The left hand side shows figures standing beneath apple trees. Each one has a symbolic name. From left to right there is Showers and Sun united by a rainbow, then Moon and Clouds. Each of the figures stands squarely and was based on a local person.
On the right hand side there are a further four figures; Waters, Summer, Winter and Winds. I like how, at the bottom of Winds, there are wood anenomes depicted, woodland flowers we are trying to grow in the garden. They’re flowering around now.
I like the pastel colours – especially the luminous, dusk blue of the sky and the glowing corn golds – and the delicate way the murals are painted. I also like how the figures are in natural surroundings. They remind me of the art of Watts Chapel (see Churches, Chapels and Frescoes) and were created around the same time, the time of the British Art Nouveau Movement.
Below the paintings of the figures are smaller paintings, quatrefoils (images shaped like a four-leafed clover) depicting some local and natural scenes – Crooksbury Hill, Crescent Moon, Stars of Heaven, Fire and Heat and others. I like the symbolism and the references to places local to the church.
The murals are inspiring. I have plans to paint the inside walls of our shed with a mural when it gets warm enough to sit outside. I can’t do as good a job as Kitty, but I can try. That will be a future post :)

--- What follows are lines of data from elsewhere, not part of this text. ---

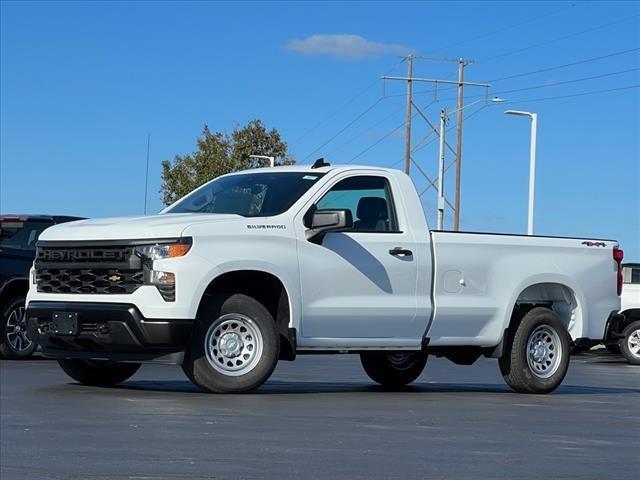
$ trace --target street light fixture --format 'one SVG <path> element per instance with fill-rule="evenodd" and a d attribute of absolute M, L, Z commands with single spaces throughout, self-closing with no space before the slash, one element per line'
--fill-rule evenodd
<path fill-rule="evenodd" d="M 249 158 L 259 158 L 261 160 L 269 160 L 271 168 L 276 166 L 276 157 L 269 157 L 267 155 L 249 155 Z"/>
<path fill-rule="evenodd" d="M 529 153 L 529 218 L 527 235 L 533 235 L 533 200 L 536 187 L 536 136 L 538 130 L 538 114 L 521 110 L 507 110 L 507 115 L 520 115 L 531 119 L 531 150 Z"/>

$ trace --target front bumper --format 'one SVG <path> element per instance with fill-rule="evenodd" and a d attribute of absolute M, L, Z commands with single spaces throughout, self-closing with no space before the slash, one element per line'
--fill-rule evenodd
<path fill-rule="evenodd" d="M 631 320 L 625 317 L 624 314 L 618 312 L 611 312 L 607 319 L 607 326 L 604 331 L 604 338 L 602 343 L 604 345 L 617 345 L 620 339 L 624 338 L 622 333 L 627 325 L 631 323 Z"/>
<path fill-rule="evenodd" d="M 77 331 L 53 330 L 54 313 L 77 314 Z M 43 302 L 27 307 L 29 336 L 45 356 L 182 363 L 193 320 L 144 318 L 127 303 Z"/>

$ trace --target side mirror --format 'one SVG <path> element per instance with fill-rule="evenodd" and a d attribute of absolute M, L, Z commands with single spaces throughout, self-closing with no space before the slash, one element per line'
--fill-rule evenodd
<path fill-rule="evenodd" d="M 351 210 L 315 210 L 307 230 L 307 240 L 320 243 L 327 232 L 337 232 L 353 228 Z"/>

How beautiful Alexi, and it sounds as if this church is a relatively unknown treasure. They put me in mind of the mosaics and stained glass windows in the war memorial in Canberra, Australia- worth a look online. Napier Waller was an artist who had his right arm amputated in WW1, and learned to paint with his left arm. They are quite beautiful.

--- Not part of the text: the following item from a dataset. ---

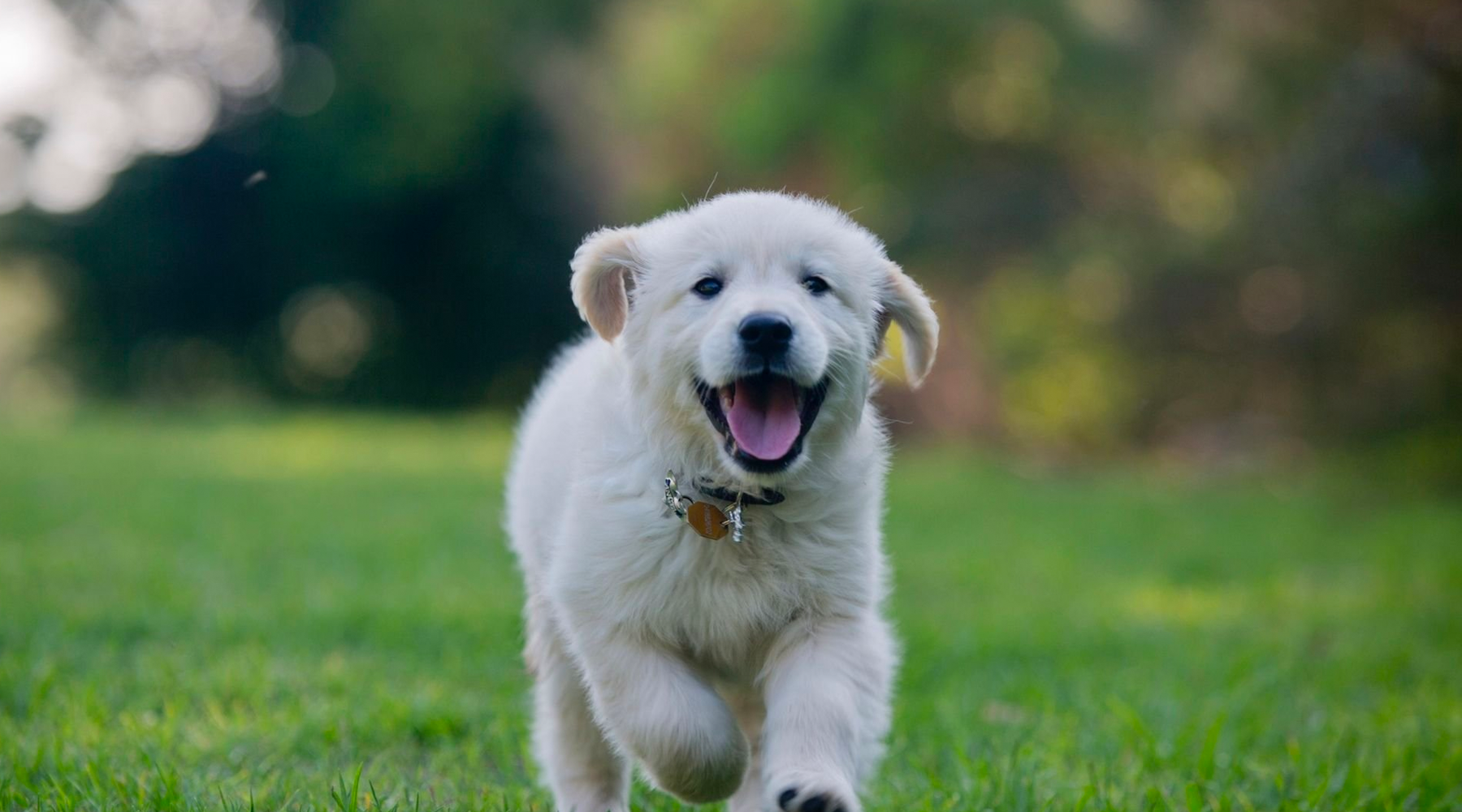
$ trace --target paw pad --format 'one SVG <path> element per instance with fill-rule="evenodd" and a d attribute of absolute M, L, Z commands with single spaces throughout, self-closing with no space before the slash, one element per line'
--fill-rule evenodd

Thank you very much Denise. Yes, I don’t think the church is that well-known and it’s quite a humble church. I’ve looked up the war memorial stained glass in Canberra and the windows look stunning. It’s lovely stumbling on beautiful treasures! x
These are gorgeous and thank you for posting them. I was struck by the depictions of ‘women’, not something I’ve seen before in churches .
Thank you for your comment Kat. Yes, it’s good to have pictures of women who aren’t the Virgin Mary :) They’re also based on local, ordinary women and the paintings themsellves are painted by a woman, Kitty Milroy. Hopefully she’ll become better known. The first restoration of the paintings in 1946 was by Evelyn Caesar, another Hale resident.